On Jun 26, 2020, at 2:59 PM, Ian Lance Taylor <i...@golang.org> wrote:
> I honestly don't think that append is an example of worse-is-better.
> I think it's an example of preferring to pass and return values rather
> than pointers.  The language could easily have made append take a
> pointer to a slice as its first argument, which would eliminate a
> certain class of bugs.  But it would also mean that you couldn't
> create a slice by simply appending to nil, as in s :=
> append([]int(nil), 1, 2, 3).  You would instead have to declare the
> variable first.

I should clarify that I don't consider it a dig; I think it's a practical 
solution to the problem even if it has its warts, because it is both performant 
and flexible.  Other languages choose either in-place operations (e.g. Java) or 
copies (e.g. Erlang), but you can do a lot more with what's offered in Go.  It 
just takes some getting used to.

> While append does confuse people from time to time, I think it's
> clearly documented, as pointed out upthread.  It's not really all that
> hard to understand.  And once you understand it, it's easy to use.

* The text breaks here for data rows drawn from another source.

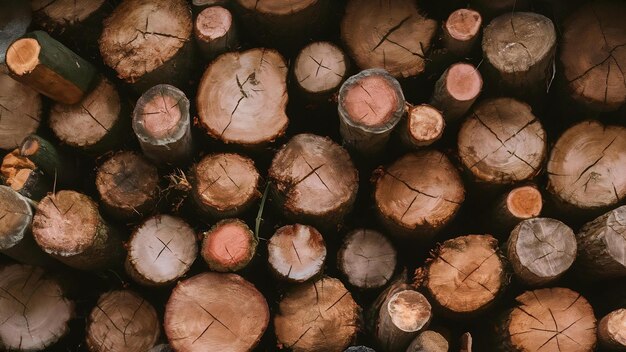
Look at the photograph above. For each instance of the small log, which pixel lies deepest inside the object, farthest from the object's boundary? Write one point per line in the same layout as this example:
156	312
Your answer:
215	32
371	104
50	68
162	124
299	325
122	321
612	331
215	312
456	90
393	35
549	319
461	30
242	97
160	251
96	125
149	42
34	310
128	185
296	253
465	276
313	181
541	250
20	110
68	227
228	246
592	56
502	142
417	205
225	185
367	259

The "once you understand it" part is really the issue here, because it's not 
immediately obvious if you're not reading the manual.

> I don't think any particular approach is obviously better here, so I
> don't think this is an example of worse-is-better.

The canonical example in Worse Is Better is Unix's solution to the problem 
where you get an interrupt in the middle of a syscall; Unix just said "hey, 
this failed, do it again" instead of going to great lengths to try to resume 
the operation, which was the pragmatic choice even if it led to a somewhat 
quirky interface.

"Worse Is Better" is often characterized more by quirkiness rather than 
outright badness, and Richard Gabriel (LISP purist that he was) was pretty 
upfront about being cheekily hyperbolic about the properties that Unix and C 
had that made them perhaps occasionally inelegant but ultimately more effective 
and survivable.  I think a lot of aspects of Go embody that particular spirit, 
again for good reason considering its progenitors.